The presidential website listed the laws, which were rushed through parliament by Yanukovich's supporters on Thursday, and said: "The President signed the set of laws."
Yanukovich triggered major pro-Europe rallies in the former Soviet republic when he walked away from signing a landmark free trade deal with the European Union in late November in favour of closer economic ties with Russia, Ukraine's Soviet-era overlord.
These rallies rapidly spiralled into mass anti-government protests that brought hundreds of thousands on to the streets of the capital Kiev.
Several hundred protesters are still camped out in the main Independence Square and on the city's main thoroughfare. Several hundred others are camped out 300 metres away in City Hall.
Heavy-handed action by riot police to break up the protests in December failed and brought condemnation from the United States and Europe.
The new laws ban any unauthorised installation of tents, stages or amplifiers - all features of the protests that play out day and night on Kiev's Independence Square. People and organisations who provide facilities or equipment for such meetings will also be liable to a fine or detention.
The laws foresee prison terms of up to 15 years for "mass violation" of public order.
Apart from targeting public protests, the laws have also adopted a similar stance to Russia on registration of foreign non-governmental organisations (NGOs), saying they should be categorised as "foreign agents" if they are funded from abroad.

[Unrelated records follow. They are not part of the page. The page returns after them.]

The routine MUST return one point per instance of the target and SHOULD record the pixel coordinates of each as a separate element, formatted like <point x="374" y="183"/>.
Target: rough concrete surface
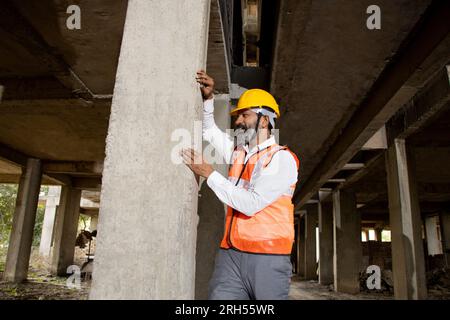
<point x="144" y="194"/>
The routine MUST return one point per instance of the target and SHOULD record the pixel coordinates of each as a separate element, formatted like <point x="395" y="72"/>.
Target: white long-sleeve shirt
<point x="275" y="179"/>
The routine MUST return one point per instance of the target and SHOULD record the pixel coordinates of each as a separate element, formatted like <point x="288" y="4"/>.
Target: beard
<point x="243" y="135"/>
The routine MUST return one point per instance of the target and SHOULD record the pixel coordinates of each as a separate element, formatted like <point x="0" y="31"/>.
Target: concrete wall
<point x="211" y="212"/>
<point x="145" y="194"/>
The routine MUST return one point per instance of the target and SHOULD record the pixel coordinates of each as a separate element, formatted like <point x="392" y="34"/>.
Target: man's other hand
<point x="206" y="84"/>
<point x="196" y="163"/>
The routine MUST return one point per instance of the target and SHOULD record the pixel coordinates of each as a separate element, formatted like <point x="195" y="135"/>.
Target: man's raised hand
<point x="206" y="84"/>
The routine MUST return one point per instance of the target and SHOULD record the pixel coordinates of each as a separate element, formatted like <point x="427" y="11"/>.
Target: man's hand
<point x="206" y="84"/>
<point x="196" y="163"/>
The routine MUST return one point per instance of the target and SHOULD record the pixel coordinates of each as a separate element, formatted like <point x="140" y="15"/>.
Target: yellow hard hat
<point x="256" y="98"/>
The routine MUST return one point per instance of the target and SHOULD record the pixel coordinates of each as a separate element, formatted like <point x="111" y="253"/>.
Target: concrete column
<point x="211" y="211"/>
<point x="408" y="262"/>
<point x="21" y="239"/>
<point x="326" y="243"/>
<point x="146" y="190"/>
<point x="301" y="247"/>
<point x="93" y="223"/>
<point x="347" y="242"/>
<point x="311" y="218"/>
<point x="378" y="235"/>
<point x="434" y="244"/>
<point x="65" y="230"/>
<point x="445" y="232"/>
<point x="52" y="201"/>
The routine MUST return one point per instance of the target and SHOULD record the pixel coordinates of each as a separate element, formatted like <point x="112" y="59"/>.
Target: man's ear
<point x="265" y="124"/>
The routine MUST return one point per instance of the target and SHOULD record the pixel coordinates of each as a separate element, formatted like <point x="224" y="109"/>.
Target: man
<point x="253" y="261"/>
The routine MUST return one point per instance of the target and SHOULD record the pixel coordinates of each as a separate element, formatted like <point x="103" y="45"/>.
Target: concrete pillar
<point x="51" y="203"/>
<point x="301" y="247"/>
<point x="326" y="243"/>
<point x="408" y="262"/>
<point x="211" y="211"/>
<point x="147" y="192"/>
<point x="378" y="234"/>
<point x="21" y="239"/>
<point x="347" y="242"/>
<point x="434" y="244"/>
<point x="93" y="223"/>
<point x="65" y="230"/>
<point x="311" y="218"/>
<point x="445" y="232"/>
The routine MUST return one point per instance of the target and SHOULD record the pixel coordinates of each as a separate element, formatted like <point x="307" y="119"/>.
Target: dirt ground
<point x="41" y="285"/>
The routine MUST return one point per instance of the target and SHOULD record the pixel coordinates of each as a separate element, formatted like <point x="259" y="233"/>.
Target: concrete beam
<point x="87" y="183"/>
<point x="71" y="167"/>
<point x="384" y="99"/>
<point x="13" y="156"/>
<point x="17" y="27"/>
<point x="407" y="248"/>
<point x="65" y="230"/>
<point x="347" y="242"/>
<point x="326" y="243"/>
<point x="19" y="249"/>
<point x="422" y="108"/>
<point x="151" y="102"/>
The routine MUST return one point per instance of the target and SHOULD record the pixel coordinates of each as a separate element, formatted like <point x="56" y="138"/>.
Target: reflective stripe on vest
<point x="269" y="231"/>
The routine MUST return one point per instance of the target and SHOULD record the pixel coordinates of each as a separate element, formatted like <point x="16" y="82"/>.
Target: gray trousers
<point x="245" y="276"/>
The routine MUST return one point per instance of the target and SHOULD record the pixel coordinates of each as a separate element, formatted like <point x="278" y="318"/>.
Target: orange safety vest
<point x="269" y="231"/>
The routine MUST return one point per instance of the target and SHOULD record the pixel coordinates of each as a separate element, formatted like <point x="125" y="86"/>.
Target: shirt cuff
<point x="215" y="179"/>
<point x="208" y="105"/>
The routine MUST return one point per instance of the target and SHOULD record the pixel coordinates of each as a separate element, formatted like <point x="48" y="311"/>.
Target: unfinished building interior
<point x="94" y="110"/>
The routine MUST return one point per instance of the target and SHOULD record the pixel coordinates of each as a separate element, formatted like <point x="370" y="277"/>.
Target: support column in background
<point x="408" y="262"/>
<point x="301" y="246"/>
<point x="66" y="227"/>
<point x="326" y="243"/>
<point x="45" y="245"/>
<point x="347" y="242"/>
<point x="21" y="239"/>
<point x="311" y="218"/>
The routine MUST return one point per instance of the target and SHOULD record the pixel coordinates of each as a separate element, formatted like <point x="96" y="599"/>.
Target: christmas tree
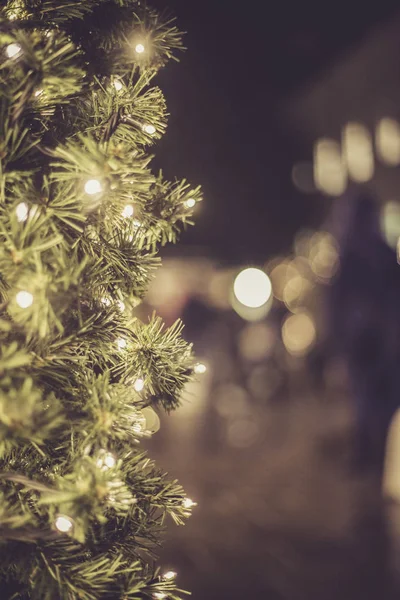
<point x="82" y="217"/>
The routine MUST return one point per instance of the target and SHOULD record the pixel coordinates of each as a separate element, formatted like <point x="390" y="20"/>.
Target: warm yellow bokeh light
<point x="150" y="129"/>
<point x="190" y="203"/>
<point x="330" y="173"/>
<point x="357" y="152"/>
<point x="93" y="186"/>
<point x="24" y="299"/>
<point x="298" y="333"/>
<point x="63" y="524"/>
<point x="21" y="211"/>
<point x="252" y="287"/>
<point x="387" y="140"/>
<point x="139" y="384"/>
<point x="13" y="50"/>
<point x="128" y="211"/>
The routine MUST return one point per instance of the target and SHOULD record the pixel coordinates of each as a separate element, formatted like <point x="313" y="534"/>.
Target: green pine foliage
<point x="82" y="218"/>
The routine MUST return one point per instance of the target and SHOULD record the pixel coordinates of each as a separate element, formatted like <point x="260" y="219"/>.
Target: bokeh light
<point x="252" y="288"/>
<point x="357" y="152"/>
<point x="330" y="174"/>
<point x="298" y="333"/>
<point x="387" y="141"/>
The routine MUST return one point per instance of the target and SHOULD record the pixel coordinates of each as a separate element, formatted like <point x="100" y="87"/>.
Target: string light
<point x="93" y="186"/>
<point x="188" y="503"/>
<point x="128" y="211"/>
<point x="121" y="343"/>
<point x="24" y="299"/>
<point x="169" y="575"/>
<point x="139" y="384"/>
<point x="106" y="461"/>
<point x="190" y="202"/>
<point x="63" y="524"/>
<point x="21" y="211"/>
<point x="13" y="50"/>
<point x="150" y="129"/>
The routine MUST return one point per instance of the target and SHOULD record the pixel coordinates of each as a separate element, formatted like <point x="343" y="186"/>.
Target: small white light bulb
<point x="128" y="211"/>
<point x="22" y="211"/>
<point x="190" y="202"/>
<point x="63" y="524"/>
<point x="188" y="503"/>
<point x="169" y="575"/>
<point x="139" y="384"/>
<point x="24" y="299"/>
<point x="150" y="129"/>
<point x="93" y="186"/>
<point x="109" y="460"/>
<point x="12" y="50"/>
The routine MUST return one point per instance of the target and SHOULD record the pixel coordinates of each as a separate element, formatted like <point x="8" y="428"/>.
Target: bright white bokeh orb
<point x="252" y="288"/>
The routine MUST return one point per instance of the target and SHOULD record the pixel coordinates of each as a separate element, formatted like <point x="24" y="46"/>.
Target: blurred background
<point x="288" y="115"/>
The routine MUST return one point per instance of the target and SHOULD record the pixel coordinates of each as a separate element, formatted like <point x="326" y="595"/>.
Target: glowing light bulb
<point x="252" y="287"/>
<point x="188" y="503"/>
<point x="128" y="211"/>
<point x="24" y="299"/>
<point x="139" y="384"/>
<point x="22" y="211"/>
<point x="63" y="524"/>
<point x="121" y="343"/>
<point x="13" y="50"/>
<point x="190" y="202"/>
<point x="150" y="129"/>
<point x="169" y="575"/>
<point x="93" y="186"/>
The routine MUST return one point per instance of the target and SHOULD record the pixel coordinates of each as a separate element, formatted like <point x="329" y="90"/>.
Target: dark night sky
<point x="227" y="130"/>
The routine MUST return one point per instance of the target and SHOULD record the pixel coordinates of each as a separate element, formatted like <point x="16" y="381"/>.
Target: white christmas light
<point x="63" y="524"/>
<point x="21" y="211"/>
<point x="128" y="211"/>
<point x="150" y="129"/>
<point x="169" y="575"/>
<point x="139" y="384"/>
<point x="24" y="299"/>
<point x="93" y="186"/>
<point x="190" y="202"/>
<point x="12" y="50"/>
<point x="188" y="503"/>
<point x="252" y="287"/>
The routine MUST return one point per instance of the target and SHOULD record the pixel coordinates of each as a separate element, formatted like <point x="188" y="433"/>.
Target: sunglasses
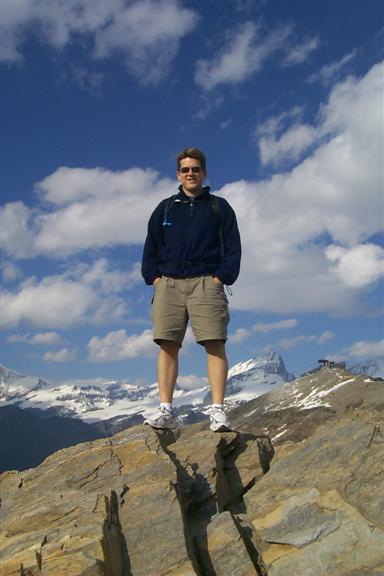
<point x="193" y="169"/>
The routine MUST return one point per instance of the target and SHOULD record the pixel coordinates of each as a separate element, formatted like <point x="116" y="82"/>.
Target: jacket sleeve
<point x="229" y="268"/>
<point x="152" y="246"/>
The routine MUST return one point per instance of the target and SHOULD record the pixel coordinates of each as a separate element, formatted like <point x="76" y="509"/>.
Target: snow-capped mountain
<point x="106" y="400"/>
<point x="373" y="368"/>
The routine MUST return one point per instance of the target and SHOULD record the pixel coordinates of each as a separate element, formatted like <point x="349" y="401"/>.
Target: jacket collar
<point x="203" y="196"/>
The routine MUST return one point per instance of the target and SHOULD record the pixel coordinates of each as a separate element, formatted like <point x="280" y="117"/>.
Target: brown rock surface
<point x="298" y="492"/>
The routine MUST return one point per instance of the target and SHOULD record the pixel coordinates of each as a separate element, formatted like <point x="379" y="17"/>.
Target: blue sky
<point x="98" y="97"/>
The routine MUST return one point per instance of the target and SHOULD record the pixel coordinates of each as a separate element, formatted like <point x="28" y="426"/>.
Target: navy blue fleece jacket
<point x="189" y="244"/>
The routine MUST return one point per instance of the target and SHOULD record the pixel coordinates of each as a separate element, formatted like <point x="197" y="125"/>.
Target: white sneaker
<point x="162" y="419"/>
<point x="219" y="421"/>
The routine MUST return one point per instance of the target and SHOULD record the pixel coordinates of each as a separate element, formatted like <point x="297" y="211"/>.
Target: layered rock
<point x="298" y="491"/>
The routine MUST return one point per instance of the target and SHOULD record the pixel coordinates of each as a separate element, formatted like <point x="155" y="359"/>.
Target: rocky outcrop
<point x="297" y="492"/>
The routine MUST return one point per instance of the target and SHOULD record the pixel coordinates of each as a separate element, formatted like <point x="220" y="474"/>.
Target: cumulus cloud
<point x="63" y="355"/>
<point x="42" y="338"/>
<point x="17" y="235"/>
<point x="243" y="54"/>
<point x="289" y="146"/>
<point x="118" y="345"/>
<point x="288" y="343"/>
<point x="361" y="350"/>
<point x="330" y="72"/>
<point x="306" y="233"/>
<point x="334" y="196"/>
<point x="191" y="382"/>
<point x="82" y="294"/>
<point x="10" y="271"/>
<point x="366" y="349"/>
<point x="84" y="208"/>
<point x="243" y="334"/>
<point x="358" y="266"/>
<point x="299" y="53"/>
<point x="147" y="33"/>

Yanukovich's decision to speedily sign the laws seemed certain to add tension to a new rally in Kiev which the opposition have called for on Sunday.
Though the protests do not appear to have threatened Yanukovich's grip on power, an indication of tensions within his close entourage came with an announcement that he had sacked his powerful chief-of-staff, Serhiy Lyovochkin.

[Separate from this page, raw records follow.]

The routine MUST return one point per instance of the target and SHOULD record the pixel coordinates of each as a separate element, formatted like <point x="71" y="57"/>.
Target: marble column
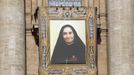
<point x="12" y="37"/>
<point x="120" y="37"/>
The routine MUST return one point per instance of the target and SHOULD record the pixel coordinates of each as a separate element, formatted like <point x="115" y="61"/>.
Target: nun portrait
<point x="69" y="48"/>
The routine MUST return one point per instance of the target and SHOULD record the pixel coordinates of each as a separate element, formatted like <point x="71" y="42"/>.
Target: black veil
<point x="68" y="54"/>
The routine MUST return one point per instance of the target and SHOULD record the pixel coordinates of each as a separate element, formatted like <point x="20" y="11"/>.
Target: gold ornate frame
<point x="45" y="42"/>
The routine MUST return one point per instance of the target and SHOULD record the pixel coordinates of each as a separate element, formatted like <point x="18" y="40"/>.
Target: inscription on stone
<point x="55" y="71"/>
<point x="80" y="71"/>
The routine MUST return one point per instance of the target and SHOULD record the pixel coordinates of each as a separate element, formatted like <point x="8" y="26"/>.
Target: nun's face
<point x="68" y="35"/>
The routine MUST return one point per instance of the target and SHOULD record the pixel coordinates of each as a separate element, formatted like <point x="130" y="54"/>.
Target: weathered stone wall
<point x="12" y="37"/>
<point x="120" y="37"/>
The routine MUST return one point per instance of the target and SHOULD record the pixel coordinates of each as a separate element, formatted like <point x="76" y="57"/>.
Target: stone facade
<point x="12" y="37"/>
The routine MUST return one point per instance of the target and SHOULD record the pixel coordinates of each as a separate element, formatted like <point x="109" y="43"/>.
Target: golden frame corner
<point x="45" y="53"/>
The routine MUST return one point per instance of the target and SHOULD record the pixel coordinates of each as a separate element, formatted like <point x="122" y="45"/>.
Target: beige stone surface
<point x="32" y="55"/>
<point x="120" y="37"/>
<point x="12" y="37"/>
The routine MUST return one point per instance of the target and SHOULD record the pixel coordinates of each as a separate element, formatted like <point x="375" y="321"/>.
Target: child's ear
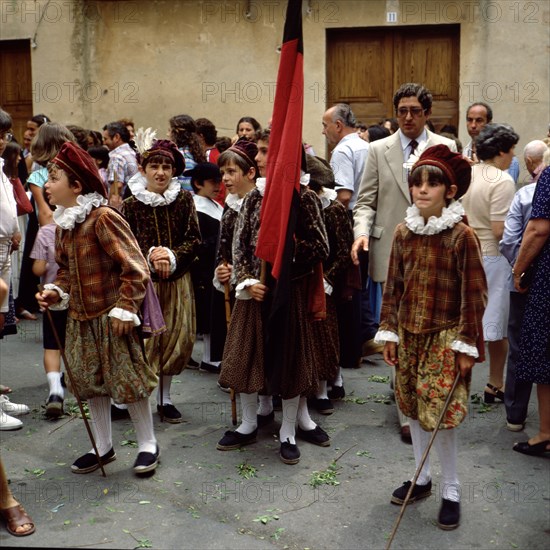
<point x="77" y="188"/>
<point x="451" y="191"/>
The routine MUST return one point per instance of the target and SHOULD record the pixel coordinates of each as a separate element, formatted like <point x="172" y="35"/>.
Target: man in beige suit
<point x="384" y="196"/>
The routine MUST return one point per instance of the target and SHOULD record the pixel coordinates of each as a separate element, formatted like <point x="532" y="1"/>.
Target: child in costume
<point x="433" y="304"/>
<point x="243" y="365"/>
<point x="335" y="268"/>
<point x="239" y="173"/>
<point x="102" y="278"/>
<point x="209" y="305"/>
<point x="43" y="254"/>
<point x="163" y="218"/>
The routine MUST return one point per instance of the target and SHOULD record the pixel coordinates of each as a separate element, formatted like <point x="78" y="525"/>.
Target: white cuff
<point x="241" y="291"/>
<point x="217" y="285"/>
<point x="170" y="254"/>
<point x="124" y="315"/>
<point x="383" y="336"/>
<point x="461" y="347"/>
<point x="64" y="303"/>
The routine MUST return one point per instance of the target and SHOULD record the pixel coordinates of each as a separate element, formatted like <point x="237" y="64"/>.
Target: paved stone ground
<point x="200" y="498"/>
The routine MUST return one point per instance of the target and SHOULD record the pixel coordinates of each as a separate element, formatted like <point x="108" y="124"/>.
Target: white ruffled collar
<point x="327" y="196"/>
<point x="450" y="216"/>
<point x="138" y="186"/>
<point x="67" y="218"/>
<point x="208" y="206"/>
<point x="234" y="202"/>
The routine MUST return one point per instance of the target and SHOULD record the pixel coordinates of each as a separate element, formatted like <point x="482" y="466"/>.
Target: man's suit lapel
<point x="394" y="158"/>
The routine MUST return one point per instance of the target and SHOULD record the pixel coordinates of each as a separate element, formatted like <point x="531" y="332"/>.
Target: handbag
<point x="24" y="205"/>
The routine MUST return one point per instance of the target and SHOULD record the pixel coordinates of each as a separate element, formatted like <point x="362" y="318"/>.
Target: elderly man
<point x="384" y="191"/>
<point x="518" y="392"/>
<point x="478" y="115"/>
<point x="355" y="320"/>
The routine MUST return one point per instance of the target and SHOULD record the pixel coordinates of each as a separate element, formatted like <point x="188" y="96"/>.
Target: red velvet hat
<point x="454" y="166"/>
<point x="168" y="149"/>
<point x="71" y="158"/>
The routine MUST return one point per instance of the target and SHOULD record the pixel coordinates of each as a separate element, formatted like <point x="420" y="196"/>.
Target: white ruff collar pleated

The president's office gave no reason for the move.
Lyovochkin was rumoured to have wanted to step down shortly after riot police dispersed student protesters with stun grenades and batons on November 30 - a move that brought tens of thousands out on to the streets the next day. But these reports were subsequently officially denied.

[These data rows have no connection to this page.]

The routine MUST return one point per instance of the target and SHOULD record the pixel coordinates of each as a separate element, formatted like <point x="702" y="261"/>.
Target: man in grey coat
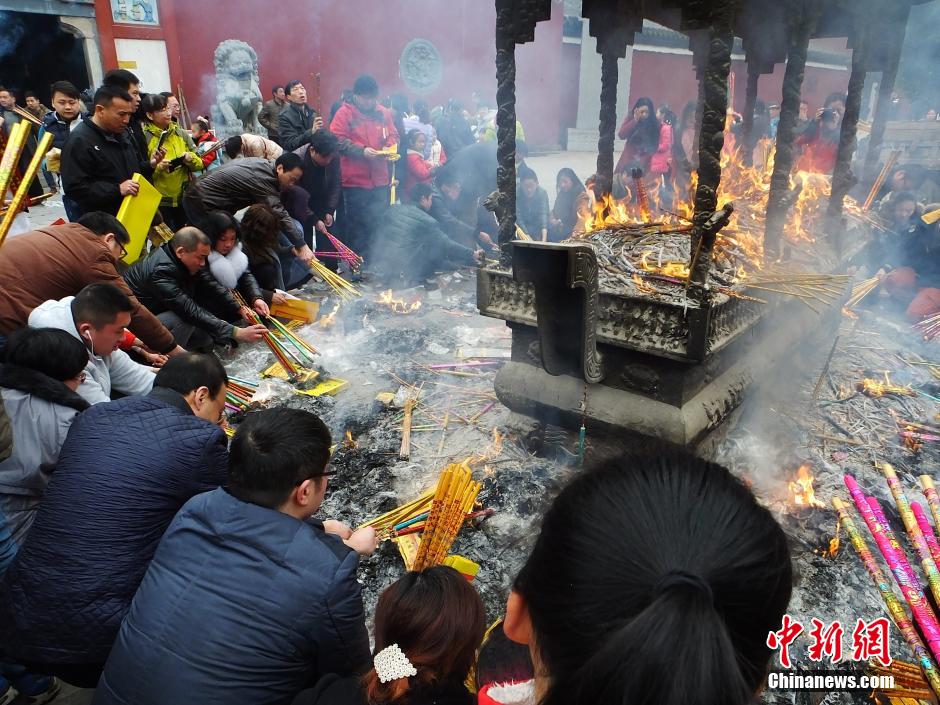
<point x="98" y="316"/>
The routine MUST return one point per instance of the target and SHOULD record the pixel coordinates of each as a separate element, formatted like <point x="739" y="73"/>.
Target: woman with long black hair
<point x="640" y="129"/>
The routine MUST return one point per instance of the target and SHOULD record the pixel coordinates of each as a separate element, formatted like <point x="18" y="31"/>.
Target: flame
<point x="329" y="320"/>
<point x="398" y="305"/>
<point x="802" y="488"/>
<point x="748" y="187"/>
<point x="875" y="388"/>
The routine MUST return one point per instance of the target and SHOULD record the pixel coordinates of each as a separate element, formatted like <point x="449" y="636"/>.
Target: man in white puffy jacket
<point x="97" y="316"/>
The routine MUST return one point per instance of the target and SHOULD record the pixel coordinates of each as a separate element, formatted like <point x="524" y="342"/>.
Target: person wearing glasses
<point x="248" y="599"/>
<point x="123" y="473"/>
<point x="100" y="158"/>
<point x="63" y="259"/>
<point x="97" y="316"/>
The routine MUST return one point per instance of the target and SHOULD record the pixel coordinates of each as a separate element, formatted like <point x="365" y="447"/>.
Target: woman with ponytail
<point x="655" y="581"/>
<point x="428" y="626"/>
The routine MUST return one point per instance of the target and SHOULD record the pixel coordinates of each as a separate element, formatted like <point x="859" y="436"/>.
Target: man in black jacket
<point x="175" y="284"/>
<point x="99" y="159"/>
<point x="244" y="182"/>
<point x="322" y="181"/>
<point x="446" y="208"/>
<point x="297" y="122"/>
<point x="414" y="247"/>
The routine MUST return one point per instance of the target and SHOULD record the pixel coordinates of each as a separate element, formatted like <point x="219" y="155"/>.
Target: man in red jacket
<point x="364" y="128"/>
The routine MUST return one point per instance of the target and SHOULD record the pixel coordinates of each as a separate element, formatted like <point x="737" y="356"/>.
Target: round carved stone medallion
<point x="420" y="66"/>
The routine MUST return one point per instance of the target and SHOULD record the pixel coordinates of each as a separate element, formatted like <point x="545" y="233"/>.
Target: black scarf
<point x="24" y="379"/>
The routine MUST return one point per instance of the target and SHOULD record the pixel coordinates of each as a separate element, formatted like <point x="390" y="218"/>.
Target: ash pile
<point x="430" y="349"/>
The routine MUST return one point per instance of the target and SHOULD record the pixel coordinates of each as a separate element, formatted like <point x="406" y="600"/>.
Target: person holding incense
<point x="171" y="175"/>
<point x="908" y="258"/>
<point x="249" y="599"/>
<point x="297" y="122"/>
<point x="41" y="371"/>
<point x="322" y="180"/>
<point x="428" y="626"/>
<point x="367" y="133"/>
<point x="124" y="471"/>
<point x="415" y="247"/>
<point x="175" y="284"/>
<point x="673" y="598"/>
<point x="239" y="252"/>
<point x="61" y="261"/>
<point x="97" y="316"/>
<point x="244" y="182"/>
<point x="99" y="158"/>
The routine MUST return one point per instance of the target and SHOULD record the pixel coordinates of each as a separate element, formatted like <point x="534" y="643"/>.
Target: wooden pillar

Ukrainian Foreign Minister Leonid Kozhara on Friday rebuked the West over its criticism and said it was "considered in Kiev as meddling in the internal affairs of our state", according to a ministry statement.
Kozhara, it said, made his comments during a meeting with the EU's ambassador to Kiev, Jan Tombinski, and U.S. Ambassador Geoffrey Pyatt.
"I am deeply concerned by the events in Kyiv (Kiev)," Catherine Ashton, the EU foreign policy chief, said in a statement, adding that the legislation was "restricting the Ukrainian citizens' fundamental rights".
German Foreign Minister Frank-Walter Steinmeier said the course taken by Yanukovich was "a dead end ... Repression is no answer to a contentious, political debate".
U.S. Senators John McCain and Chris Murphy also criticised the anti-protest laws, saying they threatened the "credibility" of Ukrainian democracy.